By the time she was examined by a fairly junior doctor the headache was settling a little and the brain scan was not performed. She was diagnosed as having migraine and sent home with painkillers.
Six days later she had a large bleed into the brain that left her severely disabled and with impaired vision. The hospital admitted liability and settled out of court for £400,000.
Clinical Negligence Case Study II
Mrs H, aged 54, who suffered an undiagnosed subarachnoid haemorrhage, developed a sudden pain of increasing severity in her head and neck while sitting quietly at home. She recognised it as being quite different from a normal headache, although she had no visual disturbance or neck stiffness.
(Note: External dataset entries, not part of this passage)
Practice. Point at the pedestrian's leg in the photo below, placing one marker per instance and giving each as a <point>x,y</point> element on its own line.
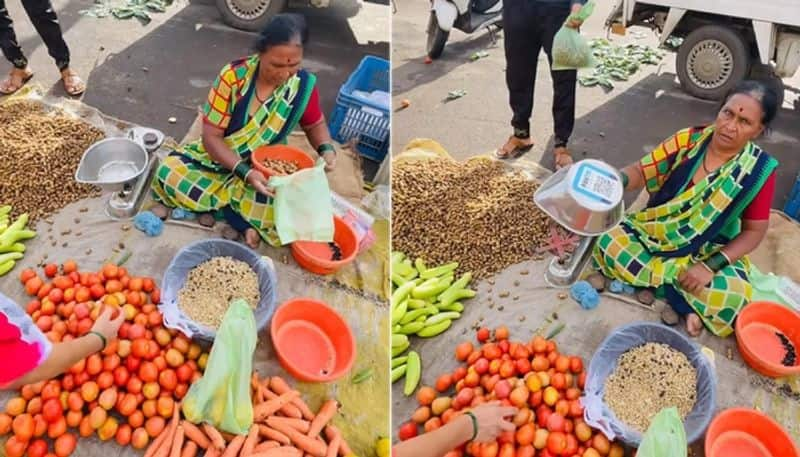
<point>13,52</point>
<point>564,82</point>
<point>44,19</point>
<point>522,48</point>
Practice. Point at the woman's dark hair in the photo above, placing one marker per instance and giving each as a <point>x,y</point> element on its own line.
<point>762,93</point>
<point>282,29</point>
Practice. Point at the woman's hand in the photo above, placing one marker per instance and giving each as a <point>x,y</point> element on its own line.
<point>492,422</point>
<point>697,277</point>
<point>259,183</point>
<point>107,326</point>
<point>330,160</point>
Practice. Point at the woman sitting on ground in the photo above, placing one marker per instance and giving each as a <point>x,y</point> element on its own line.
<point>255,101</point>
<point>711,190</point>
<point>35,357</point>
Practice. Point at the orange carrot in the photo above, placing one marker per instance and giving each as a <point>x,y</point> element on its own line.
<point>289,410</point>
<point>298,424</point>
<point>216,438</point>
<point>190,449</point>
<point>285,451</point>
<point>270,407</point>
<point>234,446</point>
<point>333,446</point>
<point>266,445</point>
<point>250,442</point>
<point>325,414</point>
<point>310,445</point>
<point>331,432</point>
<point>193,433</point>
<point>177,442</point>
<point>279,386</point>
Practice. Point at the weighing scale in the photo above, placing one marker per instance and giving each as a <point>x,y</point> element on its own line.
<point>124,167</point>
<point>585,199</point>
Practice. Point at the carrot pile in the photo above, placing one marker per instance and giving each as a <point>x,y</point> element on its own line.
<point>283,426</point>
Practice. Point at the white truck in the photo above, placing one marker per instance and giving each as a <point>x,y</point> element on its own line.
<point>724,41</point>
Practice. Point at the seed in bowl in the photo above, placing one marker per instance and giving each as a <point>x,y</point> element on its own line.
<point>286,167</point>
<point>212,285</point>
<point>648,379</point>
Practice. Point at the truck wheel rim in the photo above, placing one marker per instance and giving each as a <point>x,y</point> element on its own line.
<point>710,64</point>
<point>248,9</point>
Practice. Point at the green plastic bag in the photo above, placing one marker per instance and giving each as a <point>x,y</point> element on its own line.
<point>665,437</point>
<point>222,396</point>
<point>303,206</point>
<point>571,51</point>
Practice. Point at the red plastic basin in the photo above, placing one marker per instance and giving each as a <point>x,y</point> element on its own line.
<point>313,342</point>
<point>316,256</point>
<point>280,152</point>
<point>760,347</point>
<point>763,433</point>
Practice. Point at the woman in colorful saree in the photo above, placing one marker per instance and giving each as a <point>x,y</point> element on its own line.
<point>710,190</point>
<point>255,101</point>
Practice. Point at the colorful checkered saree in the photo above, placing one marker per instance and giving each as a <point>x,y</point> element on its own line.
<point>189,178</point>
<point>681,225</point>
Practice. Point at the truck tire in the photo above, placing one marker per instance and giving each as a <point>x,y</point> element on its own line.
<point>711,61</point>
<point>249,15</point>
<point>437,37</point>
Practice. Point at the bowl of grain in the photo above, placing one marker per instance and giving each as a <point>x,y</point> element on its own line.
<point>279,160</point>
<point>640,369</point>
<point>205,276</point>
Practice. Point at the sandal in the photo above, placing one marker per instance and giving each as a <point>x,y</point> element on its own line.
<point>14,83</point>
<point>514,148</point>
<point>73,84</point>
<point>562,157</point>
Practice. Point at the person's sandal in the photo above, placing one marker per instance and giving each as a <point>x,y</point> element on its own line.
<point>562,157</point>
<point>73,84</point>
<point>10,87</point>
<point>512,150</point>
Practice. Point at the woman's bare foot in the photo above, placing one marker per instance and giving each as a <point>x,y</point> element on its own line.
<point>514,148</point>
<point>16,79</point>
<point>252,238</point>
<point>694,326</point>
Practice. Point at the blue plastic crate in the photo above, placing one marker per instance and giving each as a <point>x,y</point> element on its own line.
<point>361,118</point>
<point>368,126</point>
<point>792,207</point>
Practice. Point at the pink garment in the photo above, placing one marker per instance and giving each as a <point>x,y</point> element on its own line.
<point>22,345</point>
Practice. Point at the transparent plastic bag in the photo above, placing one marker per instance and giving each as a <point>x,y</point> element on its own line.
<point>302,205</point>
<point>198,252</point>
<point>571,51</point>
<point>598,415</point>
<point>222,396</point>
<point>665,437</point>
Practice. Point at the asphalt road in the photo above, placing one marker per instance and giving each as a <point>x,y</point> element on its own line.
<point>147,74</point>
<point>618,127</point>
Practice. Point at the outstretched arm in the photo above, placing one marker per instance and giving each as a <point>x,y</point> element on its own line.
<point>65,355</point>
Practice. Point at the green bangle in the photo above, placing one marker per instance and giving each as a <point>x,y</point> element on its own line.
<point>474,425</point>
<point>102,338</point>
<point>325,147</point>
<point>242,169</point>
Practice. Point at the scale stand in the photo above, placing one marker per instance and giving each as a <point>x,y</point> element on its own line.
<point>563,272</point>
<point>124,167</point>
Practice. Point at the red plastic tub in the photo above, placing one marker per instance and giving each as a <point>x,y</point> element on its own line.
<point>316,256</point>
<point>280,152</point>
<point>760,347</point>
<point>313,342</point>
<point>763,433</point>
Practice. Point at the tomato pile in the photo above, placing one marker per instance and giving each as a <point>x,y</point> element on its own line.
<point>127,391</point>
<point>543,384</point>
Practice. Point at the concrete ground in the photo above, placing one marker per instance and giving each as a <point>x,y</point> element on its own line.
<point>618,127</point>
<point>147,74</point>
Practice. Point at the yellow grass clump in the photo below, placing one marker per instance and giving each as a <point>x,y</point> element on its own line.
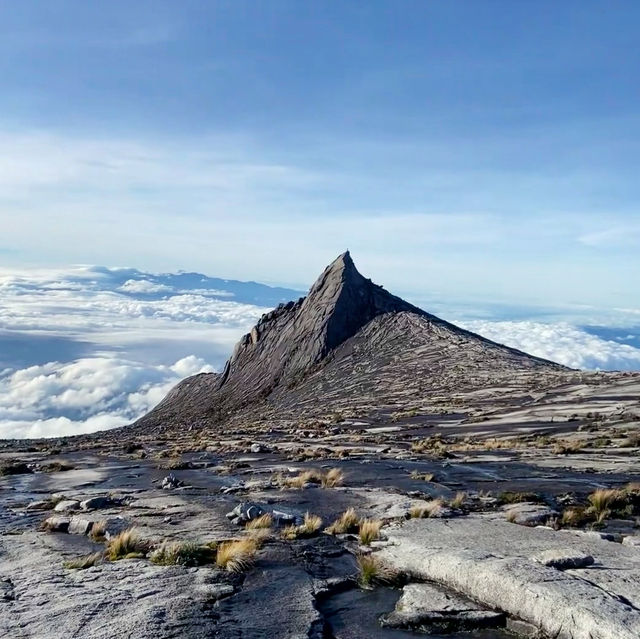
<point>348,522</point>
<point>237,555</point>
<point>126,545</point>
<point>369,530</point>
<point>373,572</point>
<point>264,521</point>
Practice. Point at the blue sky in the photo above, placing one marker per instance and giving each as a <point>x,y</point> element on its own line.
<point>486,150</point>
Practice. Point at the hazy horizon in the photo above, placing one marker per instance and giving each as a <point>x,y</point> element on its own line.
<point>478,159</point>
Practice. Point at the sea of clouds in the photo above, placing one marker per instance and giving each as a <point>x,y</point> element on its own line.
<point>90,348</point>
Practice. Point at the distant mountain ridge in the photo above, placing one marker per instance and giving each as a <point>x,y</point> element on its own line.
<point>346,321</point>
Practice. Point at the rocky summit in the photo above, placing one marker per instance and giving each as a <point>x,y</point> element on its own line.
<point>348,334</point>
<point>361,468</point>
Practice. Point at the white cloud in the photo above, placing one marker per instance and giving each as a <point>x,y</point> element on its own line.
<point>136,338</point>
<point>560,343</point>
<point>88,348</point>
<point>86,395</point>
<point>144,286</point>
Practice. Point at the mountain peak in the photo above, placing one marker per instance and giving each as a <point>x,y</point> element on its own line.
<point>291,343</point>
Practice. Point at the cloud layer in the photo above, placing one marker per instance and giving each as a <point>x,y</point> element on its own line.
<point>562,343</point>
<point>85,395</point>
<point>89,348</point>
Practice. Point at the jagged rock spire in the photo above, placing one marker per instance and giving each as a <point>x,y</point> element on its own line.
<point>291,342</point>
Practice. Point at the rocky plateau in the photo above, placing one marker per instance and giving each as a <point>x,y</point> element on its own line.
<point>361,468</point>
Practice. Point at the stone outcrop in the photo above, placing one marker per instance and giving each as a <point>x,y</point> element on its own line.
<point>342,313</point>
<point>492,562</point>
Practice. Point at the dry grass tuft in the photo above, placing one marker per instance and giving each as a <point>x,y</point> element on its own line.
<point>568,447</point>
<point>309,527</point>
<point>236,556</point>
<point>369,530</point>
<point>512,515</point>
<point>264,521</point>
<point>56,466</point>
<point>183,553</point>
<point>333,477</point>
<point>98,530</point>
<point>429,509</point>
<point>260,535</point>
<point>459,500</point>
<point>126,545</point>
<point>373,572</point>
<point>81,563</point>
<point>574,516</point>
<point>348,522</point>
<point>603,500</point>
<point>422,476</point>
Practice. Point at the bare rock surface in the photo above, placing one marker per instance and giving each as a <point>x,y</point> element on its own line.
<point>129,599</point>
<point>343,314</point>
<point>490,561</point>
<point>429,608</point>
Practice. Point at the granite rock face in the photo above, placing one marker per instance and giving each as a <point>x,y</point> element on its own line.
<point>343,312</point>
<point>427,608</point>
<point>491,562</point>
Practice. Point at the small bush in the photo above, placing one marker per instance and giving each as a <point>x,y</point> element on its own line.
<point>429,509</point>
<point>568,447</point>
<point>330,479</point>
<point>459,500</point>
<point>98,530</point>
<point>373,572</point>
<point>84,562</point>
<point>369,531</point>
<point>236,556</point>
<point>421,476</point>
<point>512,516</point>
<point>574,516</point>
<point>184,553</point>
<point>509,497</point>
<point>57,466</point>
<point>309,527</point>
<point>264,521</point>
<point>348,522</point>
<point>14,468</point>
<point>606,500</point>
<point>126,545</point>
<point>333,477</point>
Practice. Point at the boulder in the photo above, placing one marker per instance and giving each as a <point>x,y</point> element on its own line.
<point>40,504</point>
<point>563,558</point>
<point>114,526</point>
<point>79,526</point>
<point>632,540</point>
<point>93,503</point>
<point>529,514</point>
<point>489,561</point>
<point>282,518</point>
<point>67,505</point>
<point>56,523</point>
<point>245,511</point>
<point>171,481</point>
<point>428,608</point>
<point>259,448</point>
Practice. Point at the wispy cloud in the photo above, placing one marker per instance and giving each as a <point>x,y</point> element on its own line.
<point>626,235</point>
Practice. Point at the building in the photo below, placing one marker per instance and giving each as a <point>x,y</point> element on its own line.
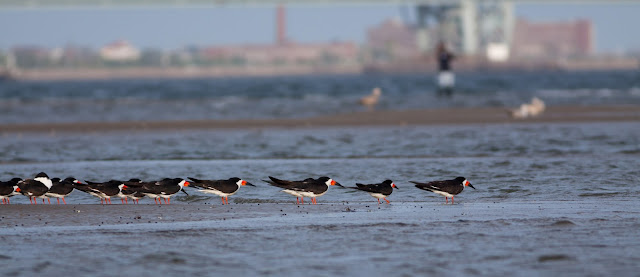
<point>119,51</point>
<point>552,40</point>
<point>392,40</point>
<point>289,53</point>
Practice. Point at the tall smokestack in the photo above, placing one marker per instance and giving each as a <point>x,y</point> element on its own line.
<point>281,25</point>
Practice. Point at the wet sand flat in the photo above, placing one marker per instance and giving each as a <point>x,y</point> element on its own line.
<point>575,238</point>
<point>372,118</point>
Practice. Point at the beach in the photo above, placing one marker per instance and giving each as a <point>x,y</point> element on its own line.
<point>555,195</point>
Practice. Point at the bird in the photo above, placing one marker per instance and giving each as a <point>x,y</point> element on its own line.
<point>371,100</point>
<point>446,188</point>
<point>9,189</point>
<point>164,188</point>
<point>36,187</point>
<point>133,190</point>
<point>222,188</point>
<point>379,191</point>
<point>104,191</point>
<point>60,189</point>
<point>535,108</point>
<point>306,188</point>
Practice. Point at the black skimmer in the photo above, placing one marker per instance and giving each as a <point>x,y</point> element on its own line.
<point>164,188</point>
<point>60,189</point>
<point>36,187</point>
<point>446,188</point>
<point>222,188</point>
<point>9,189</point>
<point>104,191</point>
<point>133,190</point>
<point>379,191</point>
<point>306,188</point>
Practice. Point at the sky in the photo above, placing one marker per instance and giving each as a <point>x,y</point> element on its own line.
<point>172,28</point>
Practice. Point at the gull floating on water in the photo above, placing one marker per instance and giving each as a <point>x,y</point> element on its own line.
<point>372,99</point>
<point>535,108</point>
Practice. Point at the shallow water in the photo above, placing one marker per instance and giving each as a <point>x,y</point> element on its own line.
<point>300,96</point>
<point>551,199</point>
<point>569,238</point>
<point>506,162</point>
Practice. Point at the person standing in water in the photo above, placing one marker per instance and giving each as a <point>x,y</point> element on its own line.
<point>446,79</point>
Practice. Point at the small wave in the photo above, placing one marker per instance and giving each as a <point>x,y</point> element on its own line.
<point>599,194</point>
<point>563,223</point>
<point>553,258</point>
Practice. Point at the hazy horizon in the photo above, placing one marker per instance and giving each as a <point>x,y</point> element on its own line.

She attended A&E where a raised blood pressure was noted and the diagnosis of simple headache made. Over the next 6 days her symptoms remained unchanged and during that time she was seen on 3 occasions by her own GP and the ‘out-of-hours’ GP service when hypertension and back pain were diagnosed. She also attended A&E for a second time (Day 6) when some neck stiffness was noted and a diagnosis of muscular neck pain made. No CT scan or lumbar puncture was performed.
8 days after the start of her symptoms Mrs H suddenly collapsed whilst in the company of her husband and was unresponsive on arrival at hospital. A CT scan revealed a massive subarachnoid haemorrhage (SAH) and she died the following day.
The claimant was Mrs H’s husband who alleged that had the correct diagnosis been made on either Day 1 or Day 6 when his wife attended A&E, she would have been referred for neurosurgery, and in all likelihood made a full recovery. This was not contested.
Following advice from a GP expert it was decided not to proceed against the GP or the ‘out of hours’ service. The Trust admitted that although Mrs H did not have the classical features of SAH, consideration should have been given to the possibility of this diagnosis at her first attendance at A&E given her age and the history of the onset of the headache.
When Mrs H attended A&E a second time, a diagnosis of SAH should again have been considered given the fact that she had had severe head pain for 5 days. It was admitted that at this stage she should have had a CT scan and possibly a lumbar puncture.
Mr H pursued a claim in his own right for compensation, having developed a very severe psychiatric injury as a result of witnessing the sudden collapse and death of his wife. He did not have classic symptoms of post-traumatic stress disorder but developed a major depressive disorder and an abnormal grief reaction.
The Claimant received £150,000 in respect of the claim of which £15,000 was for his own pain, suffering and loss of amenity.